TorchAO¶

TorchAO is an architecture optimization library for PyTorch, it provides high performance dtypes, optimization techniques and kernels for inference and training, featuring composability with native PyTorch features like torch.compile, FSDP etc.. Some benchmark numbers can be found here.
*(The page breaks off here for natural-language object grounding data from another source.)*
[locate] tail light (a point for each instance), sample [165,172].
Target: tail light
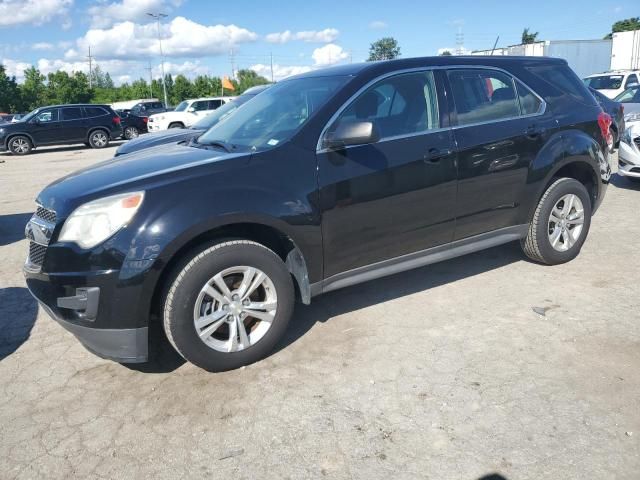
[604,122]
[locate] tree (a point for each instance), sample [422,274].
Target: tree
[248,79]
[33,90]
[9,97]
[529,37]
[384,49]
[626,25]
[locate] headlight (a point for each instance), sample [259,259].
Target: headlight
[632,117]
[94,222]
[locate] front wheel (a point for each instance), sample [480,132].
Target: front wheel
[98,139]
[560,223]
[228,305]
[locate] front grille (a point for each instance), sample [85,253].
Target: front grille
[46,214]
[36,253]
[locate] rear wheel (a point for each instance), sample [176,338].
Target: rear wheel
[560,223]
[20,145]
[131,132]
[98,139]
[228,305]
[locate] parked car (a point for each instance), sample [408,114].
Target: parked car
[132,125]
[94,125]
[629,153]
[186,113]
[616,112]
[611,84]
[325,180]
[630,100]
[174,135]
[141,107]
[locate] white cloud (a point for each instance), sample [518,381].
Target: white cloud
[35,12]
[279,71]
[378,25]
[310,36]
[42,46]
[180,38]
[328,55]
[106,14]
[15,68]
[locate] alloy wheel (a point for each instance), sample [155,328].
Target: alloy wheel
[566,222]
[235,309]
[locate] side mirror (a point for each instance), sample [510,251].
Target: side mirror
[351,133]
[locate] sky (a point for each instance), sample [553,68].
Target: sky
[214,37]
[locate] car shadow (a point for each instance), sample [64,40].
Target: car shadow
[624,182]
[19,313]
[164,359]
[12,227]
[339,302]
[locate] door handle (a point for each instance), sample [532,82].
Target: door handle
[435,154]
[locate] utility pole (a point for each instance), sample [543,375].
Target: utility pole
[271,55]
[90,57]
[157,17]
[150,80]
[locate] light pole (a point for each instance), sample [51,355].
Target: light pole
[157,17]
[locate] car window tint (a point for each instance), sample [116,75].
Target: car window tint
[529,102]
[48,116]
[400,105]
[71,113]
[94,111]
[483,96]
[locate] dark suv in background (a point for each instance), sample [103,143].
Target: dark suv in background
[324,180]
[93,125]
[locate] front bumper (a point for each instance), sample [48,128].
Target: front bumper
[629,160]
[89,321]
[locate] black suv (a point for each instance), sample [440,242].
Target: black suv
[93,125]
[325,180]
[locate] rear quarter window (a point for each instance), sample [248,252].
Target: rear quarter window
[562,81]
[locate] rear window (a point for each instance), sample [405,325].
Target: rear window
[605,82]
[71,113]
[562,79]
[94,111]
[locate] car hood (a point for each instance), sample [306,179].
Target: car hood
[138,171]
[157,138]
We recommend installing the latest torchao nightly with

# Install the latest TorchAO nightly build
# Choose the CUDA version that matches your system (cu126, cu128, etc.)
pip install \
    --pre torchao>=10.0.0 \
    --index-url https://download.pytorch.org/whl/nightly/cu126

Quantizing HuggingFace Models¶

You can quantize your own huggingface model with torchao, e.g. transformers and diffusers, and save the checkpoint to huggingface hub like this with the following example code:

Code

import torch
from transformers import TorchAoConfig, AutoModelForCausalLM, AutoTokenizer
from torchao.quantization import Int8WeightOnlyConfig

model_name = "meta-llama/Meta-Llama-3-8B"
quantization_config = TorchAoConfig(Int8WeightOnlyConfig())
quantized_model = AutoModelForCausalLM.from_pretrained(
    model_name,
    dtype="auto",
    device_map="auto",
    quantization_config=quantization_config
)
tokenizer = AutoTokenizer.from_pretrained(model_name)
input_text = "What are we having for dinner?"
input_ids = tokenizer(input_text, return_tensors="pt").to("cuda")
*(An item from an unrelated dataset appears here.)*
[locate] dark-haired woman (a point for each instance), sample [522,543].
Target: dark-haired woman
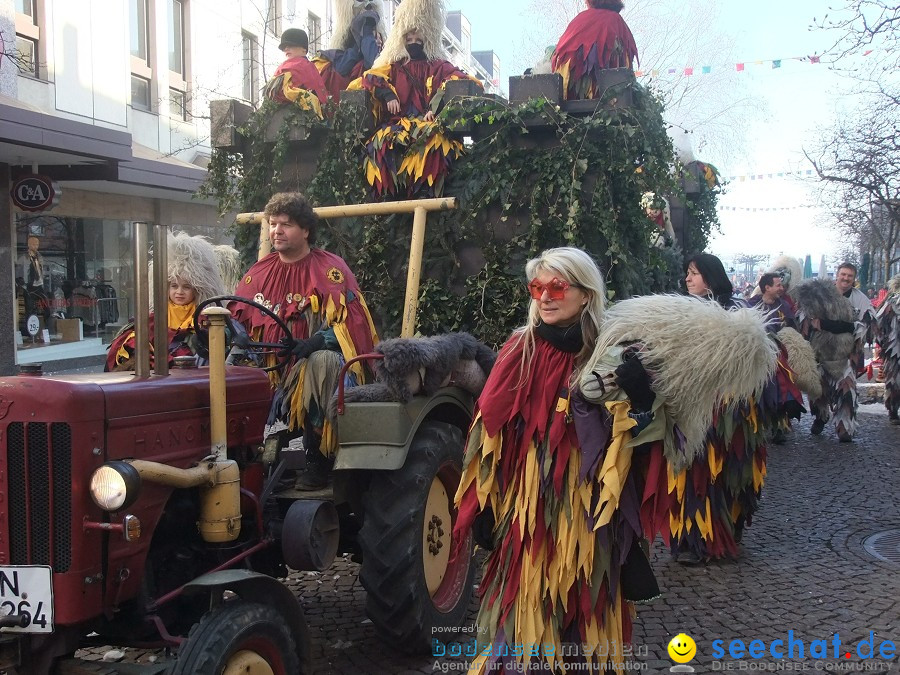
[597,39]
[713,500]
[546,495]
hub_repo = # YOUR HUB REPO ID
tokenizer.push_to_hub(hub_repo)
quantized_model.push_to_hub(hub_repo, safe_serialization=False)

Alternatively, you can use the TorchAO Quantization space for quantizing models with a simple UI.

Online Quantization in vLLM¶

To perform online quantization with TorchAO in vLLM, use --quantization torchao and pass the TorchAO config through --hf-overrides.

You can inline the overrides as JSON:

vllm serve meta-llama/Meta-Llama-3-8B \
  --quantization torchao \
  --hf-overrides '{"quantization_config_file": "/path/to/torchao_config.json"}'

When you need to skip specific modules (for example, excluding vocab_parallel_embedding), configure that in the TorchAO config with FqnToConfig rather than changing vLLM model code.